A Novel Nonlinear Mapping based Compatibility Method for Zero-Shot Classification in Intelligent Fault Diagnosis

With the development of machine learning and deep learning techniques, intelligent fault diagnosis (IFD) have been widely used in industrial control systems to monitor and detect the possible system faults and ensure the safety of system operations. Due to the lack of the faults samples, supervised machine learning and deep learning techniques cannot achieve great efficiency in intelligent fault diagnosis for control system. Additionally, although some unsupervised machine learning and deep learning techniques have been used in intelligent fault diagnosis, the low efficiency on types detection and identification of unseen-faults is achieved.
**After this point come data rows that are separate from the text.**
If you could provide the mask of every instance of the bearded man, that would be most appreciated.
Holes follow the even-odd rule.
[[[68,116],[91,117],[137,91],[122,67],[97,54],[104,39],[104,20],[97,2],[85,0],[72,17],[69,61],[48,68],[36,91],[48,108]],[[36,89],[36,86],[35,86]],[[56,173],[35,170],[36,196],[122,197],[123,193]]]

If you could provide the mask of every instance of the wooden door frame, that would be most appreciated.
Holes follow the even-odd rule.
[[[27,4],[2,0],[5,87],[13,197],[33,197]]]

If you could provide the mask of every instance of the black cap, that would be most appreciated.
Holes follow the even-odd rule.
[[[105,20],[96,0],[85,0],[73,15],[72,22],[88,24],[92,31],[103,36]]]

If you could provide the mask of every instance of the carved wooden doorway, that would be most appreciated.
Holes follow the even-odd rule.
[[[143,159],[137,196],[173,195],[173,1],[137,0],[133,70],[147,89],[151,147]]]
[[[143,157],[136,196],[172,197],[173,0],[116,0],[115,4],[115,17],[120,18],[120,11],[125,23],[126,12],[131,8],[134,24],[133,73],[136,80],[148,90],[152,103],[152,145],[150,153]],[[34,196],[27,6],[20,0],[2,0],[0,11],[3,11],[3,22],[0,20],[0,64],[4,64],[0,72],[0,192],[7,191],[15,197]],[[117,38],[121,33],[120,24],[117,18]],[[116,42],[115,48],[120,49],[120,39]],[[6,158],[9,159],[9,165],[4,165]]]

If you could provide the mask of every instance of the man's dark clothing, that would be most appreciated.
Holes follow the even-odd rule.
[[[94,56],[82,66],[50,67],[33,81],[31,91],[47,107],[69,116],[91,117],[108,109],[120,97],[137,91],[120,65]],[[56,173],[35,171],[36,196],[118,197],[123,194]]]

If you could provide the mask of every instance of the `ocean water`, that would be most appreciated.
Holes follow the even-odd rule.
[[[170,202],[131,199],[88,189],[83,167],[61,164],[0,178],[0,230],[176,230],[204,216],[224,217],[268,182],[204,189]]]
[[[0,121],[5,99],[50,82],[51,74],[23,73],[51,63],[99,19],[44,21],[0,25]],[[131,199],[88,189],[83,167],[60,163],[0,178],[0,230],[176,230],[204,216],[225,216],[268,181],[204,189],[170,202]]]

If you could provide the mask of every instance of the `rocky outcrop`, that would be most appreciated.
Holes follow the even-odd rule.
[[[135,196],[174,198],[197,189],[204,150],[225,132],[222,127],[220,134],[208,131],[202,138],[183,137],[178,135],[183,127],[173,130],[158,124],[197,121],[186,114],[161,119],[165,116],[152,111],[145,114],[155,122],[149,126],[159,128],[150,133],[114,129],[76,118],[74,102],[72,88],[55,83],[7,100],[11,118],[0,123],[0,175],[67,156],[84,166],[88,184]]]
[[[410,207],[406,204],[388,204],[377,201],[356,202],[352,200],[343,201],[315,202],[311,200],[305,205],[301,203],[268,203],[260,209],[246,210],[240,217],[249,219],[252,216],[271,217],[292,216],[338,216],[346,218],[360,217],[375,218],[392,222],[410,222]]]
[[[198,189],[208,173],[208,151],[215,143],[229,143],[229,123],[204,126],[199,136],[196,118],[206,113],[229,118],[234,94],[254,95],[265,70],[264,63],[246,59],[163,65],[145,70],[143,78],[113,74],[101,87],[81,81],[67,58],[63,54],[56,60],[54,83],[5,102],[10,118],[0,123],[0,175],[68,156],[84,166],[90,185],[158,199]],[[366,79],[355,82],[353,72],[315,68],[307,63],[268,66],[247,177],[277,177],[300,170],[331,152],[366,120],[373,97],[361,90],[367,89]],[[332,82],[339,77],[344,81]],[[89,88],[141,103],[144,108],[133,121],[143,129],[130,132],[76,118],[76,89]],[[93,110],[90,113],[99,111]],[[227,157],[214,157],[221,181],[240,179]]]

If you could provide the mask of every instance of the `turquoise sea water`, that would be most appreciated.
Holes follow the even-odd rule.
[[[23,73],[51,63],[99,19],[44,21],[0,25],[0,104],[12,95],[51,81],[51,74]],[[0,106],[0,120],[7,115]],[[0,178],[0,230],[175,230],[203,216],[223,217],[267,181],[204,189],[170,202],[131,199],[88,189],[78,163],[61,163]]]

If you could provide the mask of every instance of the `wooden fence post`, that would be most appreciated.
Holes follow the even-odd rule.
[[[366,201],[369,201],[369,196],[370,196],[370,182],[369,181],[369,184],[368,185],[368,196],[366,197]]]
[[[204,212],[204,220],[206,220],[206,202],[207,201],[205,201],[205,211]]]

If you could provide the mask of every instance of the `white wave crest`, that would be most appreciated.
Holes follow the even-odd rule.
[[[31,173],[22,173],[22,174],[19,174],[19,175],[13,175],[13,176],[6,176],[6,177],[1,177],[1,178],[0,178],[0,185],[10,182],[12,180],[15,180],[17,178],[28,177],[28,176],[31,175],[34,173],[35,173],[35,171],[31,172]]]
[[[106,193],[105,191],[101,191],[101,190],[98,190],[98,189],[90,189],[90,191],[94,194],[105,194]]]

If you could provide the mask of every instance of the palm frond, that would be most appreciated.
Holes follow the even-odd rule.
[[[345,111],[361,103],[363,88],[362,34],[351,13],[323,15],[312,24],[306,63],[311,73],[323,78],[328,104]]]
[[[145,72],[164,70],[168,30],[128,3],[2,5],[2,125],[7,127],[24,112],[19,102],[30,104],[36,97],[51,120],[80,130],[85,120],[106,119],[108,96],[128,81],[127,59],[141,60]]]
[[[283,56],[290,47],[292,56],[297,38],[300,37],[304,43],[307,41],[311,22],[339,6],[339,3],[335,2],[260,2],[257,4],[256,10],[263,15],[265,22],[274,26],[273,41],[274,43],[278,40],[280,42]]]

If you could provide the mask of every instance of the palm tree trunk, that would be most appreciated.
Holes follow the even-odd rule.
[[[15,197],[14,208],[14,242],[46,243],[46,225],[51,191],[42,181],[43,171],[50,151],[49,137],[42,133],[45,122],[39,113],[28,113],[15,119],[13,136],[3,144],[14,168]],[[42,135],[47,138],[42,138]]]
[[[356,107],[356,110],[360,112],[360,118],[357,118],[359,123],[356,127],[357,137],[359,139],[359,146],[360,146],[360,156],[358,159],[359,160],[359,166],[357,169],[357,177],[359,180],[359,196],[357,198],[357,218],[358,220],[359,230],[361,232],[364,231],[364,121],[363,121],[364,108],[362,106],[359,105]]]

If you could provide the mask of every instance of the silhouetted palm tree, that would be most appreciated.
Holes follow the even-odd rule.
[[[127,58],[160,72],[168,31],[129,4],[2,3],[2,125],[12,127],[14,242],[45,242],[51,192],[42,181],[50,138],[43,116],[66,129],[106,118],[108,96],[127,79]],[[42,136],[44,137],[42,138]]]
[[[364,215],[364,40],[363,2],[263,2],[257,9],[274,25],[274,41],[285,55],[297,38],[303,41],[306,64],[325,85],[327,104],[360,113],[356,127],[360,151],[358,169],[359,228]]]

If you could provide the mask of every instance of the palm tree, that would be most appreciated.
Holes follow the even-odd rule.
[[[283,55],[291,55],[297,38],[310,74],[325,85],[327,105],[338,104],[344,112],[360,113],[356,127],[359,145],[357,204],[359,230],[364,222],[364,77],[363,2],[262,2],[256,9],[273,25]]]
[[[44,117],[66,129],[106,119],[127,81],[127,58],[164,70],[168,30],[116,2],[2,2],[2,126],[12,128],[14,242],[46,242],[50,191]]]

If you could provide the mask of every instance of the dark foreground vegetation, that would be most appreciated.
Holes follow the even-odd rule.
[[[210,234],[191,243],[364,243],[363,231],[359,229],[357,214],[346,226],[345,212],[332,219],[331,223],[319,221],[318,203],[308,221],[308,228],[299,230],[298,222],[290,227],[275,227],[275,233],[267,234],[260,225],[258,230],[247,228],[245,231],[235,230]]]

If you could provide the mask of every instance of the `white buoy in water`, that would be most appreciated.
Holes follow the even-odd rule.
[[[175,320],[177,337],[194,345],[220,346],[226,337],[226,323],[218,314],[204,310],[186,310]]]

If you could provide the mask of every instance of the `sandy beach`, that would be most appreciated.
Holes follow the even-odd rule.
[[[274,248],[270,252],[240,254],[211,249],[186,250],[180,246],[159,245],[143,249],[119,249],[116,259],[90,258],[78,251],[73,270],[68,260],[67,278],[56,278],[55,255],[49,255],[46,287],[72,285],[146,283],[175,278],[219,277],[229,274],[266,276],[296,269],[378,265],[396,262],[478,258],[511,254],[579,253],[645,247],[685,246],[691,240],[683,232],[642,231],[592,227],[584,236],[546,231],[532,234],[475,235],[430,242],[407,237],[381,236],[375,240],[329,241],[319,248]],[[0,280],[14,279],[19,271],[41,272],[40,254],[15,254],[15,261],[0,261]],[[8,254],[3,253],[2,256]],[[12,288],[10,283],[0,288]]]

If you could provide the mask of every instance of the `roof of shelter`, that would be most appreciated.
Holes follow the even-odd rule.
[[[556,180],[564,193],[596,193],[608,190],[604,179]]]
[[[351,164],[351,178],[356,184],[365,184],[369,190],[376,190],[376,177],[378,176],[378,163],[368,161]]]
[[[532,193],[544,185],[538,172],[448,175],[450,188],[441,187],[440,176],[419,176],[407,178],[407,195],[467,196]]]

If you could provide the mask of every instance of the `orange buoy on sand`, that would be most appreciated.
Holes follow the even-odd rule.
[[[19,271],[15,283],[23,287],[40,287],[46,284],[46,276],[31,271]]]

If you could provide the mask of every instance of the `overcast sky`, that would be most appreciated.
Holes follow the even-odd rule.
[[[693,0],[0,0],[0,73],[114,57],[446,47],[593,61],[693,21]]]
To address these issues, in this paper a novel nonliear mapping based compatibility method (NMC) is proposed to effectively detect and identify the types of unseen faults with zero-shot classification in intelligent fault diagnosis. In particular, In the proposed NMC method, the fault samples of control system (known as seen-fault samples) are collected with the Sliding-Window strategy. Then, the projection of the collected seen-fault samples in the hidden feature space is achieved by nonliear mapping. Finally, the compatibility of the seen-fault samples and their projections are obtained by the compatibility function, and the unseen-faults of control system (i.e., zero-shot fault samples) are detected and classified into the category with maximum compatibility to the unseen-faults. Via the evaluations with TEP database, the results show that the proposed NMC method can achieve great accuracy on category identification of unseen-faults in control system in comparison with existng zero-shot classification models (i.e., DAP, ALE and Feng) and achieve great robustness to noise. In addition, with few-shot or zero-shot fault samples, the proposed NMC method can also achieve better efficiency in comparison with supervised classification model.